Hallo scarlett :smile: ,

wir hatten noch nicht das Vergnügen,

wer anderes sucht, der findet diesen Text, so ging es mir,

Nach dem ersten Lesen klingt mir am Ende nach:
"nein, dies alles weißt du nicht".

So, so, dass also auch nicht, flüsterte ich mir ein,
und dies ist nicht gerade ein beglückender Gedanke,

also frag ich mich unwillkürlich,
wie es ist, wenn ich mir vorstelle,
wenn mein herz
an mondzeigern hängt und im takt
der sonnenuhren schlägt.

(das Bild gefällt mir :smile:),

Es könnte viellleicht das umschreiben:
Mein Herz schlägt tagsüber.
zur Mondzeit hängt es seinen Träumen nach.
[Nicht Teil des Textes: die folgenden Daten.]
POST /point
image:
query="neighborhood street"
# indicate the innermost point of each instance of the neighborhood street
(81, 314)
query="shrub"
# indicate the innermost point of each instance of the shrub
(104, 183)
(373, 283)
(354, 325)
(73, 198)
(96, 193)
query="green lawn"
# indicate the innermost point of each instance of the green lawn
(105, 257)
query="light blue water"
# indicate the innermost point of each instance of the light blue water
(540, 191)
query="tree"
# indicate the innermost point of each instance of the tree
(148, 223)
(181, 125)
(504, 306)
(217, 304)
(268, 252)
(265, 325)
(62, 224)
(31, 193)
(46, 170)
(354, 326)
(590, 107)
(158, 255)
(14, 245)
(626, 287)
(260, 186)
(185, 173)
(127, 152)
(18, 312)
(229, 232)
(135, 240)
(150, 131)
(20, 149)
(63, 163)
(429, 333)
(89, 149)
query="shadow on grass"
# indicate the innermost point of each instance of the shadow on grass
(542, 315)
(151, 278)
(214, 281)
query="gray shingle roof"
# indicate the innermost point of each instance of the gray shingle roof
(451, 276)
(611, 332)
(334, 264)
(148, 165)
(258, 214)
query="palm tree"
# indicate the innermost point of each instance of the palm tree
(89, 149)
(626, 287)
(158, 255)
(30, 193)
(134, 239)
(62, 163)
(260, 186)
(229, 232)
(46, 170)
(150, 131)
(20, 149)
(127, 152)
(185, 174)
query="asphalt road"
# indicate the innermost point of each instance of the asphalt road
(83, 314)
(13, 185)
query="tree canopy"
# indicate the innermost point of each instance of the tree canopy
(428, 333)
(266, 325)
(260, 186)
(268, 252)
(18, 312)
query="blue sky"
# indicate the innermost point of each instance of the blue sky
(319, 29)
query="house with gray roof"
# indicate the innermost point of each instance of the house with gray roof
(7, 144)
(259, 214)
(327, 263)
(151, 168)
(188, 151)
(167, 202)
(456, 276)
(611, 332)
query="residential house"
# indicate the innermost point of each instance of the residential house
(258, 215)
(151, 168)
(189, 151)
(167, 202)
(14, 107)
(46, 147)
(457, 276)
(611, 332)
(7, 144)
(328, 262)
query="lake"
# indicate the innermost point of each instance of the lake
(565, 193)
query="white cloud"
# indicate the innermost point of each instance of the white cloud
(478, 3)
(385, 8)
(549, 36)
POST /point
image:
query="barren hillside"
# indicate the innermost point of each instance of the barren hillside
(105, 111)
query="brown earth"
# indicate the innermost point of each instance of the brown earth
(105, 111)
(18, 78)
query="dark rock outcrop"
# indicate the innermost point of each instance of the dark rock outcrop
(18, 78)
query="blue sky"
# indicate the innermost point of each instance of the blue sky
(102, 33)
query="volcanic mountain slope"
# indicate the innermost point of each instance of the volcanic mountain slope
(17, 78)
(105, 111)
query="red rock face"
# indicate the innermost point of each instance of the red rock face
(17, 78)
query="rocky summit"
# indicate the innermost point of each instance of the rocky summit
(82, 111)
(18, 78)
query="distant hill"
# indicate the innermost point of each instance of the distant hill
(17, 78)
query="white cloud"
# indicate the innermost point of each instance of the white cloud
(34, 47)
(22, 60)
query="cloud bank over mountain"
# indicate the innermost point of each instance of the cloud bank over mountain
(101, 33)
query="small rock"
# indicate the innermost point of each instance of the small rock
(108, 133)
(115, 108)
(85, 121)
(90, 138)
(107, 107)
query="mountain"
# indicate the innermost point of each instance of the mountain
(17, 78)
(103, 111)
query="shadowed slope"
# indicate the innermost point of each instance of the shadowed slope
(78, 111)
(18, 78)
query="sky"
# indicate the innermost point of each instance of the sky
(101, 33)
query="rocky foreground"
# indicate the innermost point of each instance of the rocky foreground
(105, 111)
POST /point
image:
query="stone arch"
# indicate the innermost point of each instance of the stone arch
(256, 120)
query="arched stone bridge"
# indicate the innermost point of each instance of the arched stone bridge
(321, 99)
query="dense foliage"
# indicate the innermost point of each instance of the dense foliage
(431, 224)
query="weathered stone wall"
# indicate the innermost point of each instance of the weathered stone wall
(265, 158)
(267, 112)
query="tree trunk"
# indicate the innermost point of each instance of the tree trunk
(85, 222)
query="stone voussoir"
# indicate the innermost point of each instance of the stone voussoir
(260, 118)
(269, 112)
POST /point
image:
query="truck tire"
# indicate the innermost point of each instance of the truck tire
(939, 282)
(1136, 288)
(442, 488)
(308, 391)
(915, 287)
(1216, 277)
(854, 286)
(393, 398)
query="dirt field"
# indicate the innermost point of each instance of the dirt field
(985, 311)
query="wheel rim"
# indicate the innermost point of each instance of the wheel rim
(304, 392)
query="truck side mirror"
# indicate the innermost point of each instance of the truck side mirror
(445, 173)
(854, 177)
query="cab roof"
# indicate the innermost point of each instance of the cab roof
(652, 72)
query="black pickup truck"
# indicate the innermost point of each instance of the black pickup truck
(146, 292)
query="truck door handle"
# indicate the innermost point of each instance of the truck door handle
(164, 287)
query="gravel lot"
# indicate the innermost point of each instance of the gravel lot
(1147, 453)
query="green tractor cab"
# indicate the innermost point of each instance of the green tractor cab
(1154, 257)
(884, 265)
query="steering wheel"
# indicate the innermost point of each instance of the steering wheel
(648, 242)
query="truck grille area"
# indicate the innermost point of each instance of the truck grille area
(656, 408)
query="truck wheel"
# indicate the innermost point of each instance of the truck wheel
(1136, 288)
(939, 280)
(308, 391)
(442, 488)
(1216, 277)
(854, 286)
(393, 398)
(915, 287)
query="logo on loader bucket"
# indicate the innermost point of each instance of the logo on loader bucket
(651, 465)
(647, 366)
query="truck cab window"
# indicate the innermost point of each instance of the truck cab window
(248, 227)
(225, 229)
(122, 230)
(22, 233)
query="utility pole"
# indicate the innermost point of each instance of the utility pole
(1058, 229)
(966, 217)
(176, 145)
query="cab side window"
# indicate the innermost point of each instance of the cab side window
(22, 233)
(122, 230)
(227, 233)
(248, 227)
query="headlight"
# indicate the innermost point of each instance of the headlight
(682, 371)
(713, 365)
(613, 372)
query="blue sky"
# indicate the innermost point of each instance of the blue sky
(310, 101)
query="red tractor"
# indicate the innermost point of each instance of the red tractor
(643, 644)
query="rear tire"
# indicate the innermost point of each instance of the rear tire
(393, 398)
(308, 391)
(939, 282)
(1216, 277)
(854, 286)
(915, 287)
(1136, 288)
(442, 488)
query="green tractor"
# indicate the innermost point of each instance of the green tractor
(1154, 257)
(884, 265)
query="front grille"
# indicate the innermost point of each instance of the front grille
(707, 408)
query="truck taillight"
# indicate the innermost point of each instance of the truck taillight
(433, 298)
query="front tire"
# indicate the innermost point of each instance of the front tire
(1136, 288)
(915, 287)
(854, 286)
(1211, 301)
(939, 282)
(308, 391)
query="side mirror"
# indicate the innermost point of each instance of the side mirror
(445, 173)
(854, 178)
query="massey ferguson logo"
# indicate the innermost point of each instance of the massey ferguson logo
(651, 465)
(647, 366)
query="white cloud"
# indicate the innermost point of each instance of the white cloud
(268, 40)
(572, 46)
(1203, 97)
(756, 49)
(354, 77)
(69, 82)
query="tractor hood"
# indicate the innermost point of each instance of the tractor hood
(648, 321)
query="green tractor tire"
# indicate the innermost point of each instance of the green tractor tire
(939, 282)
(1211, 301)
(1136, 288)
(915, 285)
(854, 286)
"hungersehnsucht nicht geschmeckt im gelbroten feld"

ich denk mir, es gibt viele Formen von Hunger,
auch auf anderen Feldern,

Der Text wirkt vom Ton her schon etwas anklagend, da möchte ich als Leser schon wissen, warum,
er kippt meinem Geschmack nach zu sehr ab in die Schiene "Betroffenheitslyrik",
auch wenn ich den Schmerz in den Zeilen rauslesen kann.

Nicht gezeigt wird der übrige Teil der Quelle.